Dignitas International
- Founded: 2004
- Founder: James Orbinski, M.D., James Fraser
- Type: Medical and Research Organization
- Location: Toronto, Ontario, Canada;
- Region served: Malawi, Northern Canada
- Website: DignitasInternational.org

= Dignitas International =

Organization

Dignitas International is a medical and research organization, which is dedicated to improving access to lifesaving treatment and care for HIV, TB and related diseases in resource-limited settings. Dignitas was founded by James Orbinski and James Fraser, both formerly with Médecins Sans Frontières (MSF/Doctors Without Borders), with an underlying belief in human dignity.

Dignitas works in partnership with patients, health workers, researchers and policymakers to tackle the barriers to health care in resource-limited communities. Dignitas emphasizes a balance between frontline care and research in order to treat patients, strengthen health systems and shape health policy and practice. Community-based care enables communities to overcome the lack of health care workers in regions overwhelmed by the AIDS pandemic. Dignitas's work is based on the notion that by creating links between hospitals, health centres and communities, patients will have better access to with life-extending antiretroviral (ARV) therapies.

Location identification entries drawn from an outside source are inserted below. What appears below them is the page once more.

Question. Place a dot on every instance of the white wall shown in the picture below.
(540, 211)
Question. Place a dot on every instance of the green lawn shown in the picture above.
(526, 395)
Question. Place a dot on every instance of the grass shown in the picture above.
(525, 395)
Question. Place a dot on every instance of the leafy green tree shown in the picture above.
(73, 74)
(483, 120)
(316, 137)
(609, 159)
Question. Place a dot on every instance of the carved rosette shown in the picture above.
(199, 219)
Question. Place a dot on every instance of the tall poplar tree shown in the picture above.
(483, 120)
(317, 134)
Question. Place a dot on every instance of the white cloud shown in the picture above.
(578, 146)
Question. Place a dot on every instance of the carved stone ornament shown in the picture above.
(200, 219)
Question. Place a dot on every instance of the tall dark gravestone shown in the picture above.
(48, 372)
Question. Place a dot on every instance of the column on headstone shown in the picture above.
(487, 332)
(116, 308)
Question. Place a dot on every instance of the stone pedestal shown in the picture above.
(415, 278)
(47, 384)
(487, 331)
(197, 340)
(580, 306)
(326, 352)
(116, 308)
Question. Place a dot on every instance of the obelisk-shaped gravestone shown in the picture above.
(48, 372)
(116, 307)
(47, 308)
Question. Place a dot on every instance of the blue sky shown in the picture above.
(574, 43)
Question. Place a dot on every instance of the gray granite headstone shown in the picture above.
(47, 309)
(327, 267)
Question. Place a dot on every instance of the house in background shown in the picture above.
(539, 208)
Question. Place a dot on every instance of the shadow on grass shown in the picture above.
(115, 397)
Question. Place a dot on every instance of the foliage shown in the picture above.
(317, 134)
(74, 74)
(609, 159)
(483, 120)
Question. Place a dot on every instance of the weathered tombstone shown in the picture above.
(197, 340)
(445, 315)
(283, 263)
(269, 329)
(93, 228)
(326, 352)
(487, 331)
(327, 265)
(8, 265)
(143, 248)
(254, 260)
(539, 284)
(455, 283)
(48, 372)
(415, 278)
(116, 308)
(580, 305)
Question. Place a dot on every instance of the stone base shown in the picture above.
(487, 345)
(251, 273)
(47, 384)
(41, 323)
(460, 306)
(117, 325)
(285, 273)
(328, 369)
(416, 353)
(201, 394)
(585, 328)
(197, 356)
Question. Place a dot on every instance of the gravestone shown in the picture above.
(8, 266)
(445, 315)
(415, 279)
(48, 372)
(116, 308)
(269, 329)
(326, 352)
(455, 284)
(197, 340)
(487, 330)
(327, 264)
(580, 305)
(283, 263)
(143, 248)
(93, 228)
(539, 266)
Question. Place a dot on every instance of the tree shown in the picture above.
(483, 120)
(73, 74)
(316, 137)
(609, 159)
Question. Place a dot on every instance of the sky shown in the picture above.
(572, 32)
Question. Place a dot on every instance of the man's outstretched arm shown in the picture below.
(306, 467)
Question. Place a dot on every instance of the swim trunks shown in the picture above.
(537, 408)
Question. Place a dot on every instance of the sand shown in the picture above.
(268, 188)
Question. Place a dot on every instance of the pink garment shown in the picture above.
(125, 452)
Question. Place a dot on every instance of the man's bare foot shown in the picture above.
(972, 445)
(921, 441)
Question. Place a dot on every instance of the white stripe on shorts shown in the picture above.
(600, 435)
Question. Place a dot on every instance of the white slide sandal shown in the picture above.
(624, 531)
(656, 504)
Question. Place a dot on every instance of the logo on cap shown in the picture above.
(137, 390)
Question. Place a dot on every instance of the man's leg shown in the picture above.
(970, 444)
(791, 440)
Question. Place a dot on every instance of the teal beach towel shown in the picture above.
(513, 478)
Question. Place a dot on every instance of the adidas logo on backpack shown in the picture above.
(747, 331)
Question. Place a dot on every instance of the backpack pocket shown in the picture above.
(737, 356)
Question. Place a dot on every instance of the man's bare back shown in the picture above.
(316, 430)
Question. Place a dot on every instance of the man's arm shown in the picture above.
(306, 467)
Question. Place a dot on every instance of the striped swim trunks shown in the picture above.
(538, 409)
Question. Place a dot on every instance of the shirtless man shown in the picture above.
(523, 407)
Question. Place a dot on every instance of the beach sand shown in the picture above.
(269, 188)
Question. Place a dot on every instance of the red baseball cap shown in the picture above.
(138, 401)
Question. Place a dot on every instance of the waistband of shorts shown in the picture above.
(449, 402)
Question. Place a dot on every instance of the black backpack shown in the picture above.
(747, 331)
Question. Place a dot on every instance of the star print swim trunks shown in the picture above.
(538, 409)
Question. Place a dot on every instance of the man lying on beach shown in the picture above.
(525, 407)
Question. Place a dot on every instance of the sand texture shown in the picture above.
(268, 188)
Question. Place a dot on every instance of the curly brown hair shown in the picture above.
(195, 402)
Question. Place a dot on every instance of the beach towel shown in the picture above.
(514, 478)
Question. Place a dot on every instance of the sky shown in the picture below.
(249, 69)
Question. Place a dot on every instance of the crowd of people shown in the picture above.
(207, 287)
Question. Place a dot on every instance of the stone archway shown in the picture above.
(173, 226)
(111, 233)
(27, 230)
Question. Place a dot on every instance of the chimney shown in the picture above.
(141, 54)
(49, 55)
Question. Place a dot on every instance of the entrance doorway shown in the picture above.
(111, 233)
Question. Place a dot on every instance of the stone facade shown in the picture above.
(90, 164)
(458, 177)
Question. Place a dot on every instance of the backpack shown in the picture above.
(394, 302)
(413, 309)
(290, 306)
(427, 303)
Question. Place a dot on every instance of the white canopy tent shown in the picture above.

Dignitas tries to develop and refine community-based approaches for HIV-related treatment and prevention so that the lessons learned can be disseminated to other parts of the developing world overwhelmed by AIDS.

Dignitas also conducts research in collaboration with the University of Toronto and other partners to monitor and evaluate effectiveness, improve programming, and inform the work of other stakeholders.

Since October 2004, Dignitas has been working particularly in Zomba District, Malawi in partnership with the Malawi Ministry of Health, providing antiretroviral (ARV) therapy to thousands of children and adults in the country.

Dignitas advocated for HIV testing and against discrimination of sex workers.

In 2019 the chair of the board of directors announced the Dignitas was winding down.